Oh yes, their path is not always predictable. I'm constantly looking for escape routes while chasing. You never know when it will turn and head straight for you. Sadly, we lost three brilliant and well respected chasers in 2013 from the El Reno, Oklahoma tornado. Tim Samaras, his son Paul, and long time chase partner Carl Young all perished from that tornado. Other chasers were hit as well. It was a very sad day for the chaser community. They were much loved and respected.
That’s deeply tragic and in such a small and close knit community, the impact of something like that has to be profound. Yet, despite this you carry on, which by anybody’s definition, is courageous. Can you describe what it’s like to experience a twister close up and personal?
Joey Kastrel's photo is a tornado in the rope out
stage, which is the end of its life cycle.
It's nothing like watching it on video. That only provides the visual aspect of it.

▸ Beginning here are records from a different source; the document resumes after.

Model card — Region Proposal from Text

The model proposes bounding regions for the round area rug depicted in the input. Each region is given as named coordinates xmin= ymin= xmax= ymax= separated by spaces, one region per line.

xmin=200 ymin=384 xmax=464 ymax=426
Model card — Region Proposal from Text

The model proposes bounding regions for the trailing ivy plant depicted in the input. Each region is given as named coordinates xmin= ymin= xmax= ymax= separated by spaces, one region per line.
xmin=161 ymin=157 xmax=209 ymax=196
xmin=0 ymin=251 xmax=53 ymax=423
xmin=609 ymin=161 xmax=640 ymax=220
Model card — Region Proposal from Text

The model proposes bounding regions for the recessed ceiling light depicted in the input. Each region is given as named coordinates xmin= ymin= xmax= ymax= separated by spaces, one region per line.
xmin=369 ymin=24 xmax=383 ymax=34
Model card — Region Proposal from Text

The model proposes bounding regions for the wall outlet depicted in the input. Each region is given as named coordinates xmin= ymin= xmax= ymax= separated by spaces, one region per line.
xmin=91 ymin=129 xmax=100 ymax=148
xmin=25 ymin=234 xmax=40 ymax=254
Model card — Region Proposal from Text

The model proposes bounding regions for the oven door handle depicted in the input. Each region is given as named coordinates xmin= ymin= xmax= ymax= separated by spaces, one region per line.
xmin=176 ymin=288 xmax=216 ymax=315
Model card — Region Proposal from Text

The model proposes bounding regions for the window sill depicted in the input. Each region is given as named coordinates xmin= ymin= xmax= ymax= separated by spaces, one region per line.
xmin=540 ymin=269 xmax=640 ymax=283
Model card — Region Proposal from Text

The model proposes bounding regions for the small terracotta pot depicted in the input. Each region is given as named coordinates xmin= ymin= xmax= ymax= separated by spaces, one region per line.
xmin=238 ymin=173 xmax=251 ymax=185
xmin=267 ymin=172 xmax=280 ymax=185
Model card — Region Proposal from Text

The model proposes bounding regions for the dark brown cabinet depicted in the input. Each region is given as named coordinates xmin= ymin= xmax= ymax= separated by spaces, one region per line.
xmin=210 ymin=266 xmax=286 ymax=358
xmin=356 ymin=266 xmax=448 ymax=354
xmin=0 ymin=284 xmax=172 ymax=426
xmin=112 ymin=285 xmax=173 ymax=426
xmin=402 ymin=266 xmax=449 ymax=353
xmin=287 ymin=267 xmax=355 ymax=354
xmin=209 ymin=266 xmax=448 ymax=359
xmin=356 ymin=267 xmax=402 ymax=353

However, to hear it, to feel it from the intense winds, to smell the earth as it churns over an open field, it's hard to describe really. It is something that you just have to experience firsthand to understand what I'm talking about.
What category is the largest twister you’ve ever seen?
I have seen all categories. From EF0 through EF5.
With over 20 dead and huge destruction to property from the latest twisters to touch down, you must find yourselves constantly shocked by the aftermath caused?
I truly am, Nick. That's the whole reason I started this organization in the first place.
Are there any events that still haunt you?
Very much so. They not only haunt, but motivate me to make this vision a reality.
To conclude this interview, are there any thoughts you’d like to leave people who live in Tornado Alley, with?
There are plenty of times when a tornado warning is issued, and we go about our business since nothing ever comes from it. But keep this in mind. It only takes one time for that warning to verify to turn your life upside down. Always respect the warnings. They are not issued in vein or just for fun. Warnings are issued to protect you from the very real threat of severe weather. Also, be sure to have multiple ways to receive warnings from the National Weather Service. NOAA weather radios are a great tool to have with you. There are portable models as well that you can bring with you virtually anywhere! Always be weather aware.
I’d like to thank Jesse and the rest of the team at JWSevereWeather for taking part in this interview and for the work they do on everyone’s behalf – brave people who make a difference and save lives.